Шуры-муры на Калининском (Рождественская) - страница 52

Павочка была в восторге, слушала всегда внимательно и серьезно, словно впитывала очень важную информацию, прямо жизненно необходимую, часто задавала наводящие или уточняющие вопросы, чтобы получить всю картину закулисного быта целиком, а не довольствоваться обрывками. Когда речь, скажем, шла о костюме, который приобрела супруга одного известного певца, она уточняла фасон и обязательно цвет, а получив ответ, подпирала пухленькой ручкой подбородок, прикрывала глаза и, мысленно увидев эту даму, произносила: да, неплохо, ей такое идет, хотя оттенок-то лучше в сиреневость, а не в лиловость, что, в общем-то, было одним и тем же цветом. Точно так же она представляла себе новую высокохудожественную картину, которую кто-то из великих композиторов повесил у себя в спальне (примерки в основном проходили в спальнях, около шкафов с зеркалом): красиво, одобряла она, цветы, акварель, нежные тона, успокаивает, приятно для сна, а все вот эти современные абстрактные выверты я не люблю, под такое не заснешь. Или рисовала себе в воображении чью-то новую жену, которую надо было срочно приодеть, для чего и вызывались близняшки. Жгучая брюнетка, говорите? Большие глаза? Еврейка, наверное. А не картавит? Нет? Странно. Наверное, в детстве с логопедом занималась, чтобы скрыть пятый пункт. А больше всего Павочку поразило, как один широко известный артист, заслуженный, между прочим, и игравший в основном волевых и непотопляемых разведчиков и милиционеров, в быту оказался полной противоположностью своих бравых героев. Лысоватый, в маленькой зеленой вязаной домашней шапочке, он был одет в рубашку с коротким рукавом, по которой струной проходил широченный галстук с большим узлом, заправленный в трусы.
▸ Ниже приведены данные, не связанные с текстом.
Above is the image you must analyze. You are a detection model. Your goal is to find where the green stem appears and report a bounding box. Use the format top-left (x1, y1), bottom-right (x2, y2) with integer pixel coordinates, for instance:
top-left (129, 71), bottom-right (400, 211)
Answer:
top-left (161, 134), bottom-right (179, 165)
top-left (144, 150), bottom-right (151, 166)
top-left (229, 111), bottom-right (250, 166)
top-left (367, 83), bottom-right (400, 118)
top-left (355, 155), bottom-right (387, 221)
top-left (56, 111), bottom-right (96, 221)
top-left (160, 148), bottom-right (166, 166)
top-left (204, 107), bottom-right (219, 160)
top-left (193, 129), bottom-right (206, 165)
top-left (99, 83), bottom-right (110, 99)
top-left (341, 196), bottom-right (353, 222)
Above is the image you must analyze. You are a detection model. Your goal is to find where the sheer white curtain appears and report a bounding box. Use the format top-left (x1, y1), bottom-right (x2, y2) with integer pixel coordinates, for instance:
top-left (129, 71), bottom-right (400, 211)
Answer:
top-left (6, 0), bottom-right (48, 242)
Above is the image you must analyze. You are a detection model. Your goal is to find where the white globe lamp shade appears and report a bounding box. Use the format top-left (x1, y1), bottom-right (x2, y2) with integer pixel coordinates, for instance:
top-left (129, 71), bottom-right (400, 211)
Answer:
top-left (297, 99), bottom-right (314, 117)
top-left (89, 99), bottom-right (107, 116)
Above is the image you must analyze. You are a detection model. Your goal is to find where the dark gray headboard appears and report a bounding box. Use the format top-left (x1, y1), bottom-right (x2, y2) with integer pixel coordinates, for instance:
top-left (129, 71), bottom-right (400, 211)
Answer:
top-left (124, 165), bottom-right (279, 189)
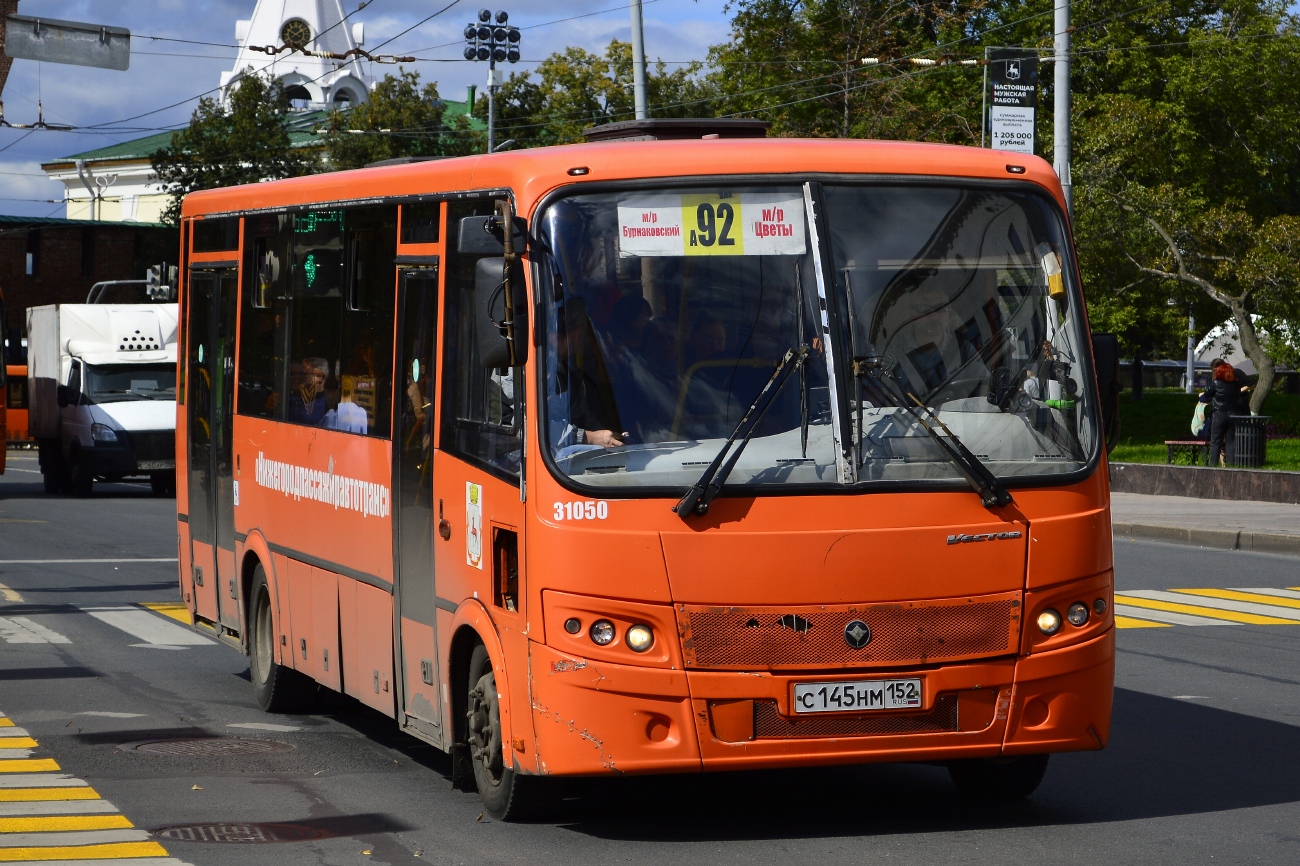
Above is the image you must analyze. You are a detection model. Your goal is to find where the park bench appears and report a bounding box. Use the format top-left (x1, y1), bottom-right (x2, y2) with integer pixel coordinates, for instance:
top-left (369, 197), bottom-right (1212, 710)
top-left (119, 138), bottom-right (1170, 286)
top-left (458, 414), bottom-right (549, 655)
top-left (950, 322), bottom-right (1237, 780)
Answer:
top-left (1165, 440), bottom-right (1210, 466)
Брюки были ниже. «У меня глаза выпали», — честно призналась Катарина. Или Каролина.

Всеми этими новостями Пава питалась с такой же страстью и пылом, как вурдалак питается кровью, и трепетала всякий раз перед приходом близняшек в надежде на новую порцию вкусненького.

В общем, услугами Каролины с Катариной так или иначе пользовались все. Но Кате они нравились иначе — не как спекулянтки, а чисто внешне, по-человечески, своей смелостью, необычностью и яркостью, умноженной на два. Она даже попросила отстричь ей челку как у них, по самые ресницы, даже по самый зрачок, как можно ниже, и училась смотреть как настоящие женщины — одновременно дерзко, томно и чуть-чуть свысока. Тренировалась она и в школе, а как же, самый возраст для тренировок был — тринадцать лет.

Катя с Ирой

Днем Лидка сидела в основном дома или куролесила с Левой, пока Катька училась, а это порядочно, до трех дня, вечером же чаще всего брала внучек целиком на себя. Катя сама или с подругой Иркой Королевой доезжала из школы до дома на «втором» троллейбусе или «шестьдесят девятом» автобусе. Пять остановок по прямой, без пересадок — и дома. Ирка сходила на полдороге, у СЭВа.